Tigers Are Better-Looking: Short film
1999: In the Footsteps of Bruce Chatwin; Television documentary
2004: Lucien Freud: Portraits
2010: Small Gestures in Bare Rooms; Short film

== Bibliography ==
Wyndham's published bibliography was deliberately sparse, running to only five volumes across his lifetime:

- Wyndham, Francis (1972). Trotsky: A Documentary. Allen Lane. ISBN 978-0713903348. A documentary and pictorial biography of Leon Trotsky, compiled and illustrated utilising the private posters and photographic archives of his friend, David King.
- Wyndham, Francis (1974). Out of the War. Gerald Duckworth and Company. ISBN 978-0715608661. Wyndham's debut fictional work, consisting of a collection of short stories written during his teenage years while waiting to be called up for military service. The directly autobiographical manuscript had lain untouched at the back of a drawer for three decades after being serially rejected by publishers, until editor Karl Miller discovered it while Wyndham was moving house. The stories perfectly captured the grimy atmospherics, station buffets, local cinemas, and immobilised stasis of wartime provincial towns.
- Wyndham, Francis (1985). Mrs Henderson and Other Stories. Jonathan Cape. ISBN 978-0224023061. A highly acclaimed collection of short stories praised universally by critics for its innate elegance, concision, and startling emotional accuracy.
- Wyndham, Francis (1988). The Other Garden. Jonathan Cape. ISBN 978-0224024754. Wyndham's only novel, a slim, highly autobiographical novella set in Wiltshire during the Second World War. The book charts a young narrator's friendship with an intriguing, rebellious, but pathetic older woman named Kay Demarest (based on a real-world childhood friend of Wyndham's) who refuses to conform or compete, and who ultimately dies of tuberculosis (TB). Following her death, the narrator romantically swears a loyal oath to eschew worldly ambition and avoid the wielders of influence and power—a vow Wyndham noted he was not always able to keep.
- Wyndham, Francis (1991). The Theatre of Embarrassment. Chatto & Windus. ISBN 978-0701137267. A compiled anthology of his finest journalistic profiles, essays, and celebrity interviews, titled after his scathing review of television presenter Eamonn Andrews. The collection was hailed by critic Hilary Spurling as invincibly ironic, richly allusive, and discreetly louche.

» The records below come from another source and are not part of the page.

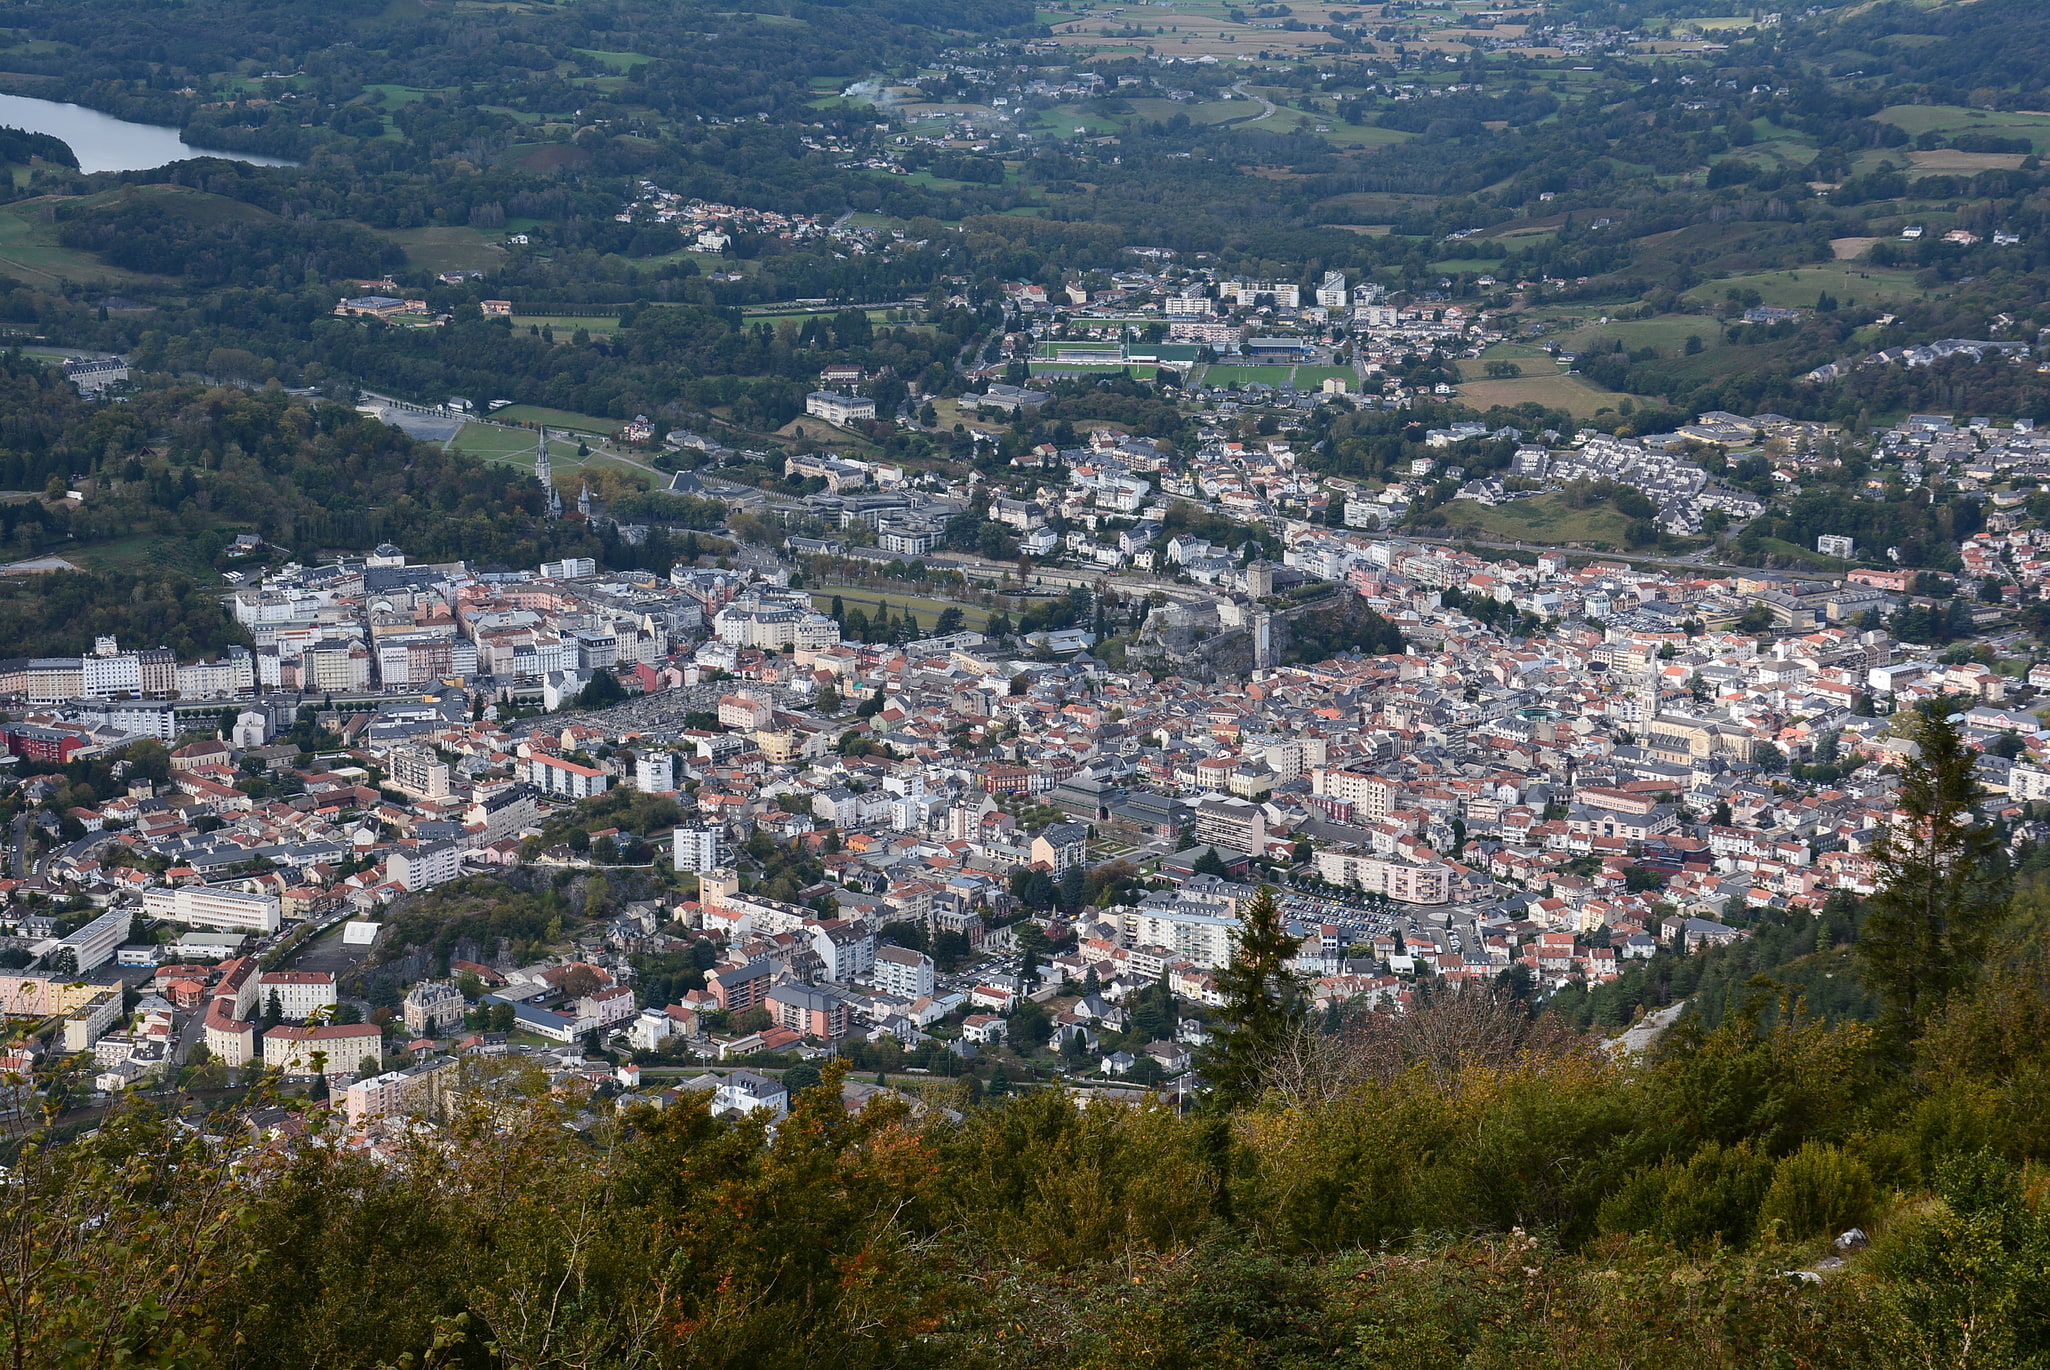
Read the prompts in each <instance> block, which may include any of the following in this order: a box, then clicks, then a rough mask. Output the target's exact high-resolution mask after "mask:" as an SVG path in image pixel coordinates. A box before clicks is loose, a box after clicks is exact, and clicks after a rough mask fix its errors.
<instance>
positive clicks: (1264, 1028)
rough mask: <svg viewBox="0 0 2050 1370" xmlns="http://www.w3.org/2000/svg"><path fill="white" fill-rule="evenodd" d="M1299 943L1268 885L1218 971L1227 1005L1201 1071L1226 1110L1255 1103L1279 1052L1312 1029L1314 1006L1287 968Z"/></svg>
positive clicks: (1274, 896) (1251, 910) (1239, 927)
mask: <svg viewBox="0 0 2050 1370" xmlns="http://www.w3.org/2000/svg"><path fill="white" fill-rule="evenodd" d="M1296 945H1298V939H1296V937H1289V933H1287V927H1283V923H1281V900H1277V898H1275V892H1273V886H1265V884H1263V886H1261V888H1259V894H1255V896H1253V898H1250V900H1248V902H1246V911H1244V917H1242V919H1240V925H1238V945H1236V948H1232V960H1230V962H1226V966H1224V968H1222V970H1218V991H1220V993H1222V995H1224V1007H1222V1009H1218V1015H1216V1019H1214V1030H1212V1040H1209V1048H1207V1050H1205V1054H1203V1064H1201V1071H1203V1079H1207V1081H1209V1085H1212V1089H1214V1095H1212V1097H1214V1101H1216V1103H1218V1105H1222V1107H1230V1105H1236V1103H1244V1101H1248V1099H1255V1097H1257V1095H1259V1091H1261V1081H1263V1077H1265V1073H1267V1066H1269V1062H1271V1060H1273V1056H1275V1052H1279V1050H1281V1046H1283V1044H1285V1042H1287V1040H1289V1038H1291V1036H1296V1034H1298V1032H1304V1030H1306V1025H1308V1013H1310V1007H1308V1003H1306V1001H1304V997H1302V986H1300V984H1298V982H1296V974H1294V972H1291V970H1289V968H1287V962H1289V958H1291V956H1296Z"/></svg>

In 2008, Picador published The Other Garden and Collected Stories, a 416-page omnibus that compiled Wyndham's complete fictional output. The single-volume collection featured an introduction by novelist Alan Hollinghurst and brought his 1988 title novella back into print alongside his two previously published short story collections, Out of the War (1974) and Mrs Henderson and Other Stories (1985).

== Awards and honours ==
At the age of sixty-three, Wyndham won the 1987 Whitbread First Novel Award (now known as the Costa Book Awards) for his historical novella, The Other Garden (1988). The prize panel praised the book's concision, elegance, and emotional accuracy, validating a literary talent that had quietly developed alongside his decades of behind-the-scenes editorial work.

In recognition of his distinguished career as a journalist, novelist, editor, and literary scout who profoundly shaped 20th-century English literature, Wyndham was elected a Fellow of the Royal Society of Literature (FRSL) in 1999.